Fangs for the Memories: C.M. Brown’s He Came For Me

                Another day, another vampire romance to review. This time it’s C.M. Brown’s He Came For Me, book one of The Protector series. Unlike Poison Apology, this book is not erotica and is instead more of a romantic adventure. However, I still need to put down a disclaimer. I am 100% certain that I am not the intended audience for this book, so please take my review with a very large grain of salt. Despite the fact that the vampire romance doesn’t appeal to me at all, I ended up enjoying He Came For Me as a fun twist on the genre that didn’t take itself too seriously.

                He Came For Me takes place in Queensland, Australia and concerns an average college student named Jasmine, nicknamed Jazz by her friends, who becomes involved with a bunch of mysterious pale-skinned newcomers to her school. Naturally, they’re a band of hunky vampires led by Seb (short for Sebastian). It turns out that these vampires are really from an alternate blood-sucking dimension and they’ve come to protect Jazz because she has some extra-dimensional vampire in her bloodline that makes her really important for the whole vampire race. A bunch of other vampires, led by Seb’s cousin Brennan, also shows up to capture Jazz for her power, and she finds herself thrust into the center of this bloodsucking conflict.
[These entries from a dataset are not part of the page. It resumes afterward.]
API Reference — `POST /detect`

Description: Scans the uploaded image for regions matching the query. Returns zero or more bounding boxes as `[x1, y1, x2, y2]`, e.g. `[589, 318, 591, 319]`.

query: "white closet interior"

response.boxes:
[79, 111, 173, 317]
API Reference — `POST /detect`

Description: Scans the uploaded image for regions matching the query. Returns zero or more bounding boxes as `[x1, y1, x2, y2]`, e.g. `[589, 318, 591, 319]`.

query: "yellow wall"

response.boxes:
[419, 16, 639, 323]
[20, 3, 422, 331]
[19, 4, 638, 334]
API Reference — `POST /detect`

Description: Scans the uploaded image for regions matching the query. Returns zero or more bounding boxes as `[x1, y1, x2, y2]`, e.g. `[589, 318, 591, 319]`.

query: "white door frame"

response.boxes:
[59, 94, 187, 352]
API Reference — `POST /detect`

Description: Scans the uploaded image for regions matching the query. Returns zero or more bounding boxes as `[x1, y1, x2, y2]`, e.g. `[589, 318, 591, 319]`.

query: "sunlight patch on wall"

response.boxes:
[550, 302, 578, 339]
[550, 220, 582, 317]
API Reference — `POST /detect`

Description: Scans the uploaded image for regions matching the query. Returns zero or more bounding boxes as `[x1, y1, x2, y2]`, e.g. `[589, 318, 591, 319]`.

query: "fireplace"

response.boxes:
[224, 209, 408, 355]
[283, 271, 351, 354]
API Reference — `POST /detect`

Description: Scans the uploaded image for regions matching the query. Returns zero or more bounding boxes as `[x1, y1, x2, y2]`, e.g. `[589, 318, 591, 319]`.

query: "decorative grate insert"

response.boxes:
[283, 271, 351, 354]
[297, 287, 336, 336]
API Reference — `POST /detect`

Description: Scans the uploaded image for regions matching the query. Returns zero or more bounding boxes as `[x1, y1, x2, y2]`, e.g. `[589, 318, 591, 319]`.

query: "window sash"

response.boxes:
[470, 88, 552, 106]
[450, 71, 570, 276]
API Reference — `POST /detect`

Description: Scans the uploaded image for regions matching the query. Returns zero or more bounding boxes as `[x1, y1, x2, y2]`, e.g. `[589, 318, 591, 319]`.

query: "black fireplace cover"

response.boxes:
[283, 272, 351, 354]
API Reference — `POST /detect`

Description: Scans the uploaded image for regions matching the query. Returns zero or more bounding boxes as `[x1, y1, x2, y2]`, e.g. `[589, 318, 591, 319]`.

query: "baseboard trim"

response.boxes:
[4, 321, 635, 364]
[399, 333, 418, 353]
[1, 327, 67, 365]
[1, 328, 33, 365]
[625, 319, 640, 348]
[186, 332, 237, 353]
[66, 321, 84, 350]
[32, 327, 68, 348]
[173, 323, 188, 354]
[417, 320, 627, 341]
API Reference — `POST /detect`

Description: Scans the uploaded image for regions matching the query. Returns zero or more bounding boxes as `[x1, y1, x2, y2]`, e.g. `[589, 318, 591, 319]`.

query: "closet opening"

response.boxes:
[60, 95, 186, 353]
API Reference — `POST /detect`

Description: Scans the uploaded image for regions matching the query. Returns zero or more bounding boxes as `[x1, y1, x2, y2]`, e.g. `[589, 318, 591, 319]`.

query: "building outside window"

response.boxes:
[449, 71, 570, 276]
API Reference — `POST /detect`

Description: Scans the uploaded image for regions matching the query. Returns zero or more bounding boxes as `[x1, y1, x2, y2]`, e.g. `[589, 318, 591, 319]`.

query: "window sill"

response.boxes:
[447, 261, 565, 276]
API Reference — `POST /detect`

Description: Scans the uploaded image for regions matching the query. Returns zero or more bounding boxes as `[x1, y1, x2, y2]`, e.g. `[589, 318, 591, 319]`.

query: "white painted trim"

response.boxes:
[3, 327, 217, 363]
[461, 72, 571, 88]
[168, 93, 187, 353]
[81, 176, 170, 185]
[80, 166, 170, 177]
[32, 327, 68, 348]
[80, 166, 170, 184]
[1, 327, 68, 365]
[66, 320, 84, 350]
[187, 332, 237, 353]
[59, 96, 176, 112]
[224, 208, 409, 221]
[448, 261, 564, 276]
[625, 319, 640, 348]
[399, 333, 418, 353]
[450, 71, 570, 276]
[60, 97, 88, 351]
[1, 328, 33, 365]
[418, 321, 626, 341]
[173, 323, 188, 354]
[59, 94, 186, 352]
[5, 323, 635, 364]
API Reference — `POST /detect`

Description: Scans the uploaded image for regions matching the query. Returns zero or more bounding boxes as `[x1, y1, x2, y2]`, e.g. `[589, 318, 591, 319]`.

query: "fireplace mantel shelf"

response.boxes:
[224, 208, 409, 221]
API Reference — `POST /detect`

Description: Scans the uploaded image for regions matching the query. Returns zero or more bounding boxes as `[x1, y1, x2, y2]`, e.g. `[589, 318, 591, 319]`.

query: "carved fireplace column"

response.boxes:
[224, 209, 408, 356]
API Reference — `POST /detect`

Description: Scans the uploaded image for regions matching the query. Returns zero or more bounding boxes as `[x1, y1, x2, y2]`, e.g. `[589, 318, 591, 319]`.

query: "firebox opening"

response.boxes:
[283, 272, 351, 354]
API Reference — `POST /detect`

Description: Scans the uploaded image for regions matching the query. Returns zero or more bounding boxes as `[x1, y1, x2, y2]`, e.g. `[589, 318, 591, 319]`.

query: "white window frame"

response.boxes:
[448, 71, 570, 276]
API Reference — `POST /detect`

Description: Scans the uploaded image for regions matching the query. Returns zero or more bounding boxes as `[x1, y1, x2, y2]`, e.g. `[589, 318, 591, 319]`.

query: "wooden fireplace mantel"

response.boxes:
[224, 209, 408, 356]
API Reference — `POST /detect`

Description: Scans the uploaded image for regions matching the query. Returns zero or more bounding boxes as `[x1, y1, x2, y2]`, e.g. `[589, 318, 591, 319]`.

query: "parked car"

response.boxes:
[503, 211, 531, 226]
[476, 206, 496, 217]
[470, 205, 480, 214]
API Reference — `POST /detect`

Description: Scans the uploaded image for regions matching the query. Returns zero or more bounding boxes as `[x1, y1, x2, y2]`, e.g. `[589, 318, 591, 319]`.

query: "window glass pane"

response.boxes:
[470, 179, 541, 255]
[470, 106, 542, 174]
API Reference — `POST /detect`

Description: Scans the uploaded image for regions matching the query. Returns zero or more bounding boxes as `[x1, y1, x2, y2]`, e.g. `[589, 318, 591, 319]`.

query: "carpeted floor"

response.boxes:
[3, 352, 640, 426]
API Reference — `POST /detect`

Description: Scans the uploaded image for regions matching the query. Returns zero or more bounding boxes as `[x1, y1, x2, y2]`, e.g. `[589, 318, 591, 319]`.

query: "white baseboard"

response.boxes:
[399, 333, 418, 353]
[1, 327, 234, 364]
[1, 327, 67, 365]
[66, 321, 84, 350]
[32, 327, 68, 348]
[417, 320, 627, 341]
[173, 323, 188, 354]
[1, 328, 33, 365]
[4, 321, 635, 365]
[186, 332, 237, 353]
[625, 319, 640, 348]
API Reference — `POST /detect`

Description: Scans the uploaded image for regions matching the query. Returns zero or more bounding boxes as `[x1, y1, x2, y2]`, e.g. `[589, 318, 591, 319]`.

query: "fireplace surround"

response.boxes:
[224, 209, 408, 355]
                On the surface, this story seems standard for paranormal fantasies, what with its average protagonist being thrust into a magical world as the chosen one, supernatural guardians and attackers, and vampire hunks. However, Brown’s got a good sense of humor about her vampires. These bloodsuckers hang around in their mansion watching Blade II and True Blood, and seem to enjoy emulating the fictional vamps they see on the big screen. When they go out to eat, the author likes to point out how they enjoy rare steaks and tomato soup. Also, they surf. That’s right, this book has some surfing vampires and I wish we spent more time watching them catching waves. Later on, Jazz goes through a portal to the vampire dimension and it’s like some weird Lisa Frank world of trippy rainbow colors, but filled with dangerous vampire politics. I definitely enjoyed the fact that He Came For Me was willing to go into those outrageous places.

                Unfortunately, the writing could have used a bit more work before publishing. A lot of run-on sentences and improperly used commas popped up. Many actions happened too fast, without adequate description and depth. Another problem? The frequent use of exclamation marks in the texts and dialogue. While it may seem cool to toss exclamation marks everywhere, it ends up making all the characters, including ancient vampires, seem like overexcited children.

                Another problem may just be inherent in the genre. Super hunky, compassionate, romantic vampires that combine great pecs with a heroic determination not to drink blood for fear of hurting the one they love are overdone and more than a little boring. Reading about Seb made me long for the conquering, determined Dracula or even the hideous, monstrous Noseferatu – vampires who wouldn’t be caught dead on the cover of Non-Threatening Boys Magazine. And why always vampires? He Came For Me takes place in Australia and I wish the author had used of that country’s amazing legends and folklore to create new creatures, instead of overused vampires. I kept on waiting for a bunyip, a Yowie (Australian bigfoot), or a dropbear (evil koalas) to show up, but these cool creatures appear to be casualties of vampire cultural imperialism.

                Still, I enjoyed Brown’s book and if you’re a fan of vampire romances, I urge you to check it out.